The third trend driving the global uber-rich: “Preservation of wealth” investment strategies can get awfully boring. No one with a heart that thumps gets kicks spending multi-millions on office buildings in London.

In this climate, many of the world’s wealthiest have concluded that if we’re not going to be making much of a return from our investments, we might as well be getting some fun out of them.

The global wealthy, says the new Knight Frank-Citi Wealth Report, “are increasingly looking to combine their investments with something they can also enjoy.” This attitude has spurred a major uptick in “investments of passion,” everything from fine wine and art to fine athletes.

Pro sports leagues have traditionally “frowned upon ownership by consortiums of investors,” notes Knight Frank and Citi.

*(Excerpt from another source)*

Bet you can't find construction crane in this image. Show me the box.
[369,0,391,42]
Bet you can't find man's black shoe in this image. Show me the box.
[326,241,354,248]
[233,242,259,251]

But pro sports leagues today are doing less frowning, and pro sports ownership has become, as a consequence, much more inviting to far wider circles of super rich.

Billions are now flowing into sports ownership, all over the world. In South Asia, cricket’s new Indian Premier League sold its first eight franchise in 2007. Their total original value: $750 million. Their current value: nearly $4 billion.

The world’s biggest sports marketplace remains, of course, the United States, home to the world’s greatest concentration of wealth and income. In North America, says the new Wealth Report, a stunning 61 percent of individuals with at least $25 million available to invest now hold a pro sports ownership stake.

These rich all hope to preserve their wealth and have a little fun at the same time. That means less fun -- in sports -- for the 99 percent. The higher the cost to own pro sports franchises, the tighter the squeeze on sports fans. Prices rise for tickets and ballpark beer. Cable TV companies that telecast the games charge higher monthly cable fees. And even 99 percenters who couldn’t care less about sports end up paying more -- as super-rich franchise owners play off one city against another and demand lucrative government subsidies and tax breaks.

The alternative to this dismaying pro sports status quo? In the short term, notes sports writer Dave Zirin, we need more community controlled franchises, along the model of football’s Green Bay Packers.

And over the longer haul? We need in sports what we need everywhere else. A much more equal world.